Die Idee bei diesem Szenario ist, einen weiteren „Whatever it takes“-Moment zu erzeugen, der sofort zur Beruhigung der Märkte beiträgt und eine ausgewachsene Panik unter den Anlegern verhindert, die, wenn sie nicht kontrolliert wird, die Stabilität des Finanzsystems gefährden und letztlich die Realwirtschaft bedrohen könnte. In diesem Szenario handelt die EZB sowohl in Bezug auf die Zinsen als auch auf den Ankauf von Vermögenswerten couragiert. Die Zinsen werden um mindestens 25 Basispunkte gesenkt, was den Einlagezins der EZB auf -0,75% und damit auf das Niveau des Leitzinses der Schweizerischen Nationalbank bringen würde. Darüber hinaus wird das Volumen der Wertpapierkäufe auf über 80 Milliarden Euro pro Monat erhöht, vielleicht auf 100 Milliarden Euro. Um den Marktteilnehmern zu signalisieren, dass die EZB noch genug Munition hat, um den Kauf von Vermögenswerten in Zukunft gegebenenfalls noch weiter zu erhöhen, müssten manche Regeln des Ankaufprogramms geändert werden.

  • Nach den Bestimmungen des Kaufprogramms für Wertpapiere des öffentlichen Sektors (Public Sector Purchase Programme, kurz PSPP) richtet sich der Kauf von Staatsanleihen nach dem Kapitalschlüssel der EZB. Da Deutschland in diesem Kapitalschlüssel eine hohe Gewichtung hat und seine Verschuldung relativ gering ausfällt, schloss das Land das Jahr 2019 mit einem Rekord-Haushaltsüberschuss von 13,5 Milliarden Euro ab, und Bundesanleihen sind zu einem Engpass im Programm geworden. Um auf sinnvolle Weise mehr Spielraum zu schaffen, könnte die Kapitalschlüsselregelung vorübergehend ausgesetzt werden, so dass die EZB ihre Käufe stärker auf italienische Staatsanleihen ausrichten könnte, von denen es viele gibt. Politisch wäre dieser Schritt natürlich sehr umstritten. Doch angesichts der Tatsache, dass Italien derzeit stärker als alle anderen europäischen Länder vom Ausbruch des Coronavirus betroffen ist, scheint die Regeländerung zumindest gerechtfertigt. Wenn die EZB jemals den Kapitalschlüssel außer Kraft setzen möchte, ist jetzt der richtige Zeitpunkt.
  • Die Bestimmungen des Kaufprogramms für Unternehmensanleihen (Corporate Sector Purchase Programme, kurz CSPP) verbieten den Kauf von Anleihen, die von Banken emittiert wurden. Da Bankanleihen etwa 30% des Universums europäischer Unternehmensanleihen mit Investment-Grade-Rating ausmachen, würde ihre Aufnahme in das CSPP zu einer erheblichen Kapazitätssteigerung beitragen. Sie wäre auch noch einem anderen Zweck dienlich. Die Rentabilität der Banken würde unter der starken Zinssenkung im Bazooka-Szenario leiden. Die Aufnahme von Bankanleihen in das CSPP-Programm und somit eine effektive Senkung der Finanzierungskosten würde dazu beitragen, den Schlag gegen das europäische Bankensystem abzumildern.

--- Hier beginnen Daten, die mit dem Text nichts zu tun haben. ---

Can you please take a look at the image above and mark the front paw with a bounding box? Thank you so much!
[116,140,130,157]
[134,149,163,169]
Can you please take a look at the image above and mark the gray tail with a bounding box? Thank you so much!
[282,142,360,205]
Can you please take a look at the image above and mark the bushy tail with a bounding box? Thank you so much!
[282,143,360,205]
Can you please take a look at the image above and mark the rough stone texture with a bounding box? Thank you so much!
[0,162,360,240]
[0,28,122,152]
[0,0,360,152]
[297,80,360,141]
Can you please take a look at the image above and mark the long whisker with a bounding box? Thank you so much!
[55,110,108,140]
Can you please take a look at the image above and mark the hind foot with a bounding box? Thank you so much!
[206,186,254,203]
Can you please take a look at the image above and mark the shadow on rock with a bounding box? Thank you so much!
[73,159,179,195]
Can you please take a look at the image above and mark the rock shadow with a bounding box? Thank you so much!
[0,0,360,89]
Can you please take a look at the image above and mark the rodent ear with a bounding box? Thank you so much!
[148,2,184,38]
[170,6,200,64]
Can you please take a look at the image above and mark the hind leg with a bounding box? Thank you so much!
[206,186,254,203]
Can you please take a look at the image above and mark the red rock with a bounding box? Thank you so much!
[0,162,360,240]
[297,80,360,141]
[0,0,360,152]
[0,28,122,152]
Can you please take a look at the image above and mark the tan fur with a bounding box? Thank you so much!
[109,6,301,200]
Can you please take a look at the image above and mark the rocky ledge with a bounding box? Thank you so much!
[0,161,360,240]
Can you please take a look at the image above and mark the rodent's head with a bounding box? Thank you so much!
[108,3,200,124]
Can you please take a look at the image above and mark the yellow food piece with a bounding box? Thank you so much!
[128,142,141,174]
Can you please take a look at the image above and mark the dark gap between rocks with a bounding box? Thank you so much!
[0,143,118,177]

So verlockend es auch sein mag, die große Bazooka auszupacken, es ist eine Strategie mit hohem Risiko. Wenn es funktioniert und eine echte Krise – sowohl an den Märkten als auch in der Realwirtschaft – durch entschlossenes Handeln der EZB frühzeitig abgewendet werden kann, würde Christine Lagarde unter den Zentralbankern sofort zum Superstar werden. Wenn dieser Schritt aber nicht durch abgestimmte fiskalische Lockerungsmaßnahmen flankiert wird, könnte der Bazooka-Ansatz auch leicht nach hinten losgehen. Wenn die Maßnahmen scheitern, die Märkte weiter einbrechen und die geldpolitischen Impulse nicht in der Realwirtschaft ankommen, hätte die EZB in Zukunft keinen großen Handlungsspielraum mehr. Und die Märkte wüssten, dass die EZB – und andere Zentralbanken – ihr Pulver verschossen hätten.

Insgesamt ist Christine Lagarde in dieser Woche nicht zu beneiden, denn die EZB steckt in der Klemme. Tatenlosigkeit oder halbherzige Maßnahmen könnten zu einer weiteren Verschlechterung der Marktstabilität führen, die sich bald zu einer ausgewachsenen Krise ausweiten und sowohl die Finanzmärkte als auch die Realwirtschaft in Mitleidenschaft ziehen könnte. Alles auf eine Karte zu setzen, um die Wirtschaft anzukurbeln und die Anlegerstimmung umzukehren, bevor die Dinge noch weiter eskalieren, birgt jedoch das Risiko, später ohne jeglichen Handlungsspielraum dazustehen. Für Anleger wird es schwierig, sich an den Märkten zu behaupten. Da es keinen offensichtlichen Weg für die EZB – oder irgendeine andere Zentralbank – gibt, ist es eine riskante Strategie, auf ein bestimmtes geldpolitisches Ergebnis zu setzen.